The mqtt service fires off a publish on a topic, creating a new connection to the configured broker for each message.

Consider the following configuration snippets:

[config:mqtt]
hostname =  'localhost'
port =  1883
qos =  0
retain =  False
username =  "jane"
password =  "secret"
targets = {
  'o1'    : [ 'out/food' ],
  'o2'    : [ 'out/fruit/{fruit}' ],
  'm2'    : [ 'sometopic',  'specialmq.ini' ],
  }

[in/a1]
targets = mqtt:o1, mqtt:o2
format =  u'Since when does a {fruit} cost {price}?'

The topicmap specifies we should subscribe to in/a1 and republish to two MQTT targets.

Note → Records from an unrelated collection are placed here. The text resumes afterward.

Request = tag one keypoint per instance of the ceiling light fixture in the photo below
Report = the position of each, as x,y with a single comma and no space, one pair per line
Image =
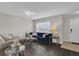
29,13
77,12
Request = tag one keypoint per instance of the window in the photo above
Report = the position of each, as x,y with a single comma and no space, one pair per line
43,27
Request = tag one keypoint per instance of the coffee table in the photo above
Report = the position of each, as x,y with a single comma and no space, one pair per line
12,52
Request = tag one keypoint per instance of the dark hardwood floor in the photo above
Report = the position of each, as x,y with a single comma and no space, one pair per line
45,50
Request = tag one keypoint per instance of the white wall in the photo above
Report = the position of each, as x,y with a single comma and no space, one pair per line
15,25
66,29
53,20
71,22
75,28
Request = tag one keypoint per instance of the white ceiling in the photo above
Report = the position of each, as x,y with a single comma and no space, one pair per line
41,9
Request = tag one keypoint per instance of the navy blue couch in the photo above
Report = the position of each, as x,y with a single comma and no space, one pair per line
43,37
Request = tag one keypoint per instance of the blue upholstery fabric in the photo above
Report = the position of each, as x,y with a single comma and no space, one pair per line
46,39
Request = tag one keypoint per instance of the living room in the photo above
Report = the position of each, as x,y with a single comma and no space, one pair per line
39,29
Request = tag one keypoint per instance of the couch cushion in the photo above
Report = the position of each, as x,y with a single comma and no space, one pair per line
1,40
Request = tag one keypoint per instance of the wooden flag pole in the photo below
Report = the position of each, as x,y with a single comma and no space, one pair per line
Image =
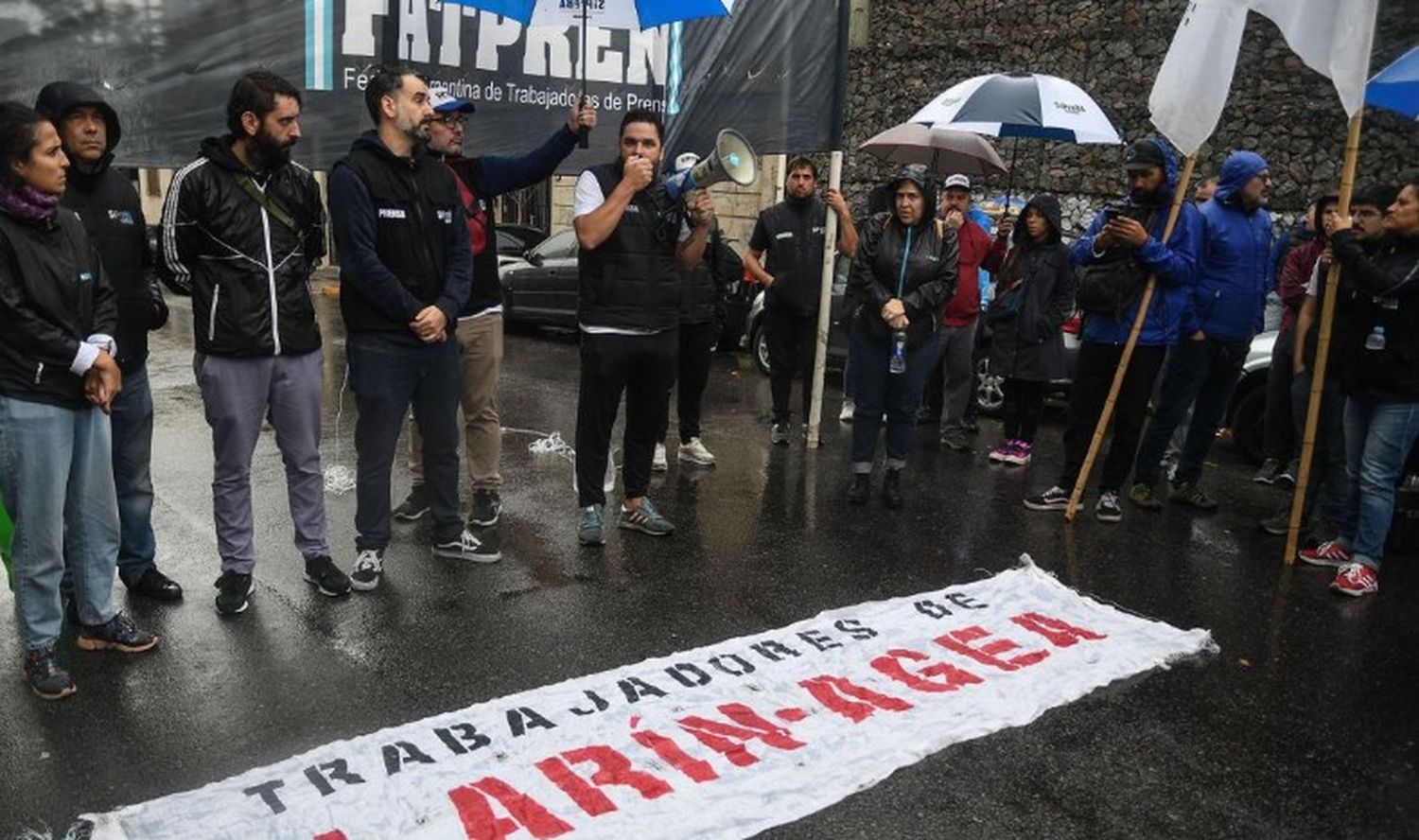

The second target (mqtt:o2) has a topic branch with a variable in it which is to be interpolated ({fruit}).

These are the results for appropriate publishes:

$ mosquitto_pub -t 'in/a1' -m '{"fruit":"pineapple", "price": 131, "tst" : "1391779336"}'

in/a1 {"fruit":"pineapple", "price": 131, "tst" : "1391779336"}
out/food Since when does a pineapple cost 131?
out/fruit/pineapple Since when does a pineapple cost 131?


$ mosquitto_pub -t 'in/a1' -m 'temperature: 12'

in/a1 temperature: 12
out/food temperature: 12
out/fruit/{fruit} temperature: 12

In the first case, the JSON payload was decoded and the fruit variable could be interpolated into the topic name of the outgoing publish, whereas the latter shows the outgoing topic branch without interpolated values, because they simply didn't exist in the original incoming payload.

In the first case, the JSON payload was decoded and the fruit variable could be interpolated into the topic name of the outgoing publish, whereas the latter shows the outgoing topic branch without interpolated values, because they simply didn't exist in the original incoming payload.

The optional second value in the topic map (specialmq.ini in the example above) specifies the name of an INI-type file with parameters which override the basic configuration of this service. Assume most of your MQTT targets go to localhost, but you want one target to be configured to address a distinct MQTT broker. Create an INI file with any name you desire and specify that as the optional second parameter:

[defaults]
hostname= 10.0.12.1
port= 1884
client_id = blub01
qos = 1
retain = False

[auth]
username = jjolie
password = seecret

[tls]
ca_certs = foobar.crt
;certfile = xxx.crt
;keyfile = xxx.key
tls_version = tlsv1
;ciphers = xxxxx xx

This shows the currently full configuration possible. Global values from the mqtt service override those not specified here. Also, if you don't need authentication (auth) or (tls) you may omit those sections. (The defaults section must exist.)